6) Carson Wentz, QB, Philadelphia Eagles
I love Wentz. I’d pay him. I want him to be my franchise quarterback. And the Eagles obviously agree, having allowed Nick Foles to fly the coop.
But for the second straight offseason, Wentz is working his way back from a season-ending injury. And given the kind of magic Foles displayed after each of Wentz’s premature departures, Wentz is under huge pressure to deliver like his backup amazingly did in the big spots. Can Wentz return to the MVP-level form he displayed in 2017? Will the 26-year-old lead a loaded Philly squad back to the promised land that Foles already inhabited? All eyes on No. 11.

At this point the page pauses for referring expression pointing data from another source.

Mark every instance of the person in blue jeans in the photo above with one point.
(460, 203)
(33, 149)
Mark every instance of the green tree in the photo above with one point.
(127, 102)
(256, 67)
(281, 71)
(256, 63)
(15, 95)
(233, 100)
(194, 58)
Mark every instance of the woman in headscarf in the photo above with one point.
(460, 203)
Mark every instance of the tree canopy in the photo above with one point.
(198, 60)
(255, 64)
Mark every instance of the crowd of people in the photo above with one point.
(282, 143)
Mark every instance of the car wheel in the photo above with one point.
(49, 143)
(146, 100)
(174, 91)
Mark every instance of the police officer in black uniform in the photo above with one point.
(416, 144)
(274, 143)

7) Landon Collins, S, Washington Redskins
I’ve always been a fan of Collins, and the Giants totally mishandled this situation. But is a traditional strong safety worth six years and $84 million in this pass-happy league of 2019? I have serious reservations about that.

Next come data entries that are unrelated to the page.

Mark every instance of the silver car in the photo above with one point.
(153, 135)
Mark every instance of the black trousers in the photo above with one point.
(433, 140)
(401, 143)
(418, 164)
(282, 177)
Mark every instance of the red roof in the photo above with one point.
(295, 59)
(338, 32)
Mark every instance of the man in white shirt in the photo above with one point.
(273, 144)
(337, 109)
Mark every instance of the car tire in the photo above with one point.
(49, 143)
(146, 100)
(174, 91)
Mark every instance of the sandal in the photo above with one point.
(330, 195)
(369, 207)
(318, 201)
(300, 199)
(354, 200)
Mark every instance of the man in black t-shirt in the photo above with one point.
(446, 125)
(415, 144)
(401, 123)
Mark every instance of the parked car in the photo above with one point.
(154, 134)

Collins is a playmaker. He’s a hard hitter. He’s a great teammate. But when you get that kind of cash, enormous expectations follow. Possibly unachievable expectations.
8) Todd Gurley, RB, Los Angeles Rams
Todd Gurley is a superstar. But now, I have to add two troublesome words to the end of that sentence: when healthy.
Yes, I’m quite alarmed about what we saw down the stretch last season (when C.J. Anderson was seriously cutting into Gurley’s workload) and what we’ve heard this offseason (whispers about a potential arthritic condition in his knee).
It’s really simple: If Todd Gurley is able to run like the MVP candidate he was during the first half of last season, the Rams are a real threat to win the Super Bowl. If he can’t, they’re not.
9) Solomon Thomas, DE, San Francisco 49ers
The first pick John Lynch and Kyle Shanahan ever made — in the third overall slot of the 2017 NFL Draft — has been totally invisible. Thomas, who famously first bonded with Lynch when they took a class together at Stanford in the summer of 2014, seemed like a safe pick with plenty of upside. Two years into his NFL career, the defensive end has four sacks.
2019 is go time for the Niners as a team. I think they are going to surprise a lot of people and win a ton of games. On offense, Shanahan has Jimmy Garoppolo back under center and a cadre of new toys to play with (free-agent signee Tevin Coleman, as well as versatile draft picks Deebo Samuel and Jalen Hurd). On defense, Lynch seriously beefed up the front seven by adding Kwon Alexander, Dee Ford and No. 2 overall pick Nick Bosa. Imagine if Thomas lives up to the hype. Or even resembles a legit starting NFL player.